As the Virginia General Assembly considers expanding collective bargaining statewide, we do not have to guess what the impact could be. We can look at what has already happened in the city of Richmond.
In 2022, Richmond adopted collective bargaining with the promise of fairness and modernization. What followed was a massive financial commitment that is now reshaping the city’s budget.
City officials have projected roughly $349.8 million in additional personnel costs over the life of the agreements. That includes negotiated pay increases, market adjustments, step increases and the administrative costs required to manage the bargaining process.
That number is not a political talking point. It comes from Richmond’s own projections. And for any locality, committing nearly $350 million in long-term labor obligations is more than significant.
When labor costs rise that quickly, local governments only have a few options. Raise taxes. Raise fees. Cut services. Or push the burden into future budgets.
Richmond has already had to shift funding from other priorities and increase certain utility rates to keep up. Financial pressure has also shown up in Richmond Public Schools, where compensation commitments have contributed to substantial budget gaps that required difficult conversations about services and staffing.
This is not an attack on public employees. Our teachers, police officers, firefighters and public servants work hard and deserve fair pay. The question is not whether they should be compensated well. The question is who ultimately controls the budget and how much flexibility local leaders retain? And who pays to make up the difference when the budget falls short?
Once compensation structures are locked into binding agreements, elected officials lose flexibility during downturns. In strong economic years that may be manageable. In weaker years it can quickly become a fiscal crisis.
Richmond at least has a large urban tax base. Many counties and small towns across Southwest and Southside Virginia do not. Rural localities operate on tight margins. A plant closure or economic slowdown can destabilize an entire budget. If those same communities are locked into multiyear pay escalators or face arbitration exposure, the choices become even narrower.

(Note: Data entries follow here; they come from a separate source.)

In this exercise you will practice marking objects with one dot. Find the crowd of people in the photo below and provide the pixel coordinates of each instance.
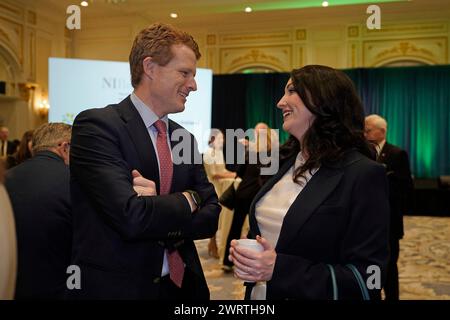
(107, 196)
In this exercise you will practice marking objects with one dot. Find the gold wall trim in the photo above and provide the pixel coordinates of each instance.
(11, 11)
(353, 31)
(211, 39)
(15, 45)
(31, 17)
(406, 29)
(300, 34)
(229, 39)
(415, 48)
(276, 57)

Unlike Washington, our local governments cannot print money. They must balance their budgets every year. Every dollar committed in a binding agreement is a dollar that cannot be redirected to infrastructure, public safety needs or tax relief if needed. Virginia has long preserved local governments’ authority over budgeting decisions.
Expanding collective bargaining statewide will fundamentally change that balance. It would shift leverage away from taxpayers and toward contractual mandates that are difficult to unwind. Ultimately many of these localities will be left with little to know choice but to raise real estate taxes on property owners to pay for this new law.
For everyday hardworking Virginians, there is nothing affordable about mandates like this.
Eric Phillips is a member of the House of Delegates. He is a Republican from Henry County.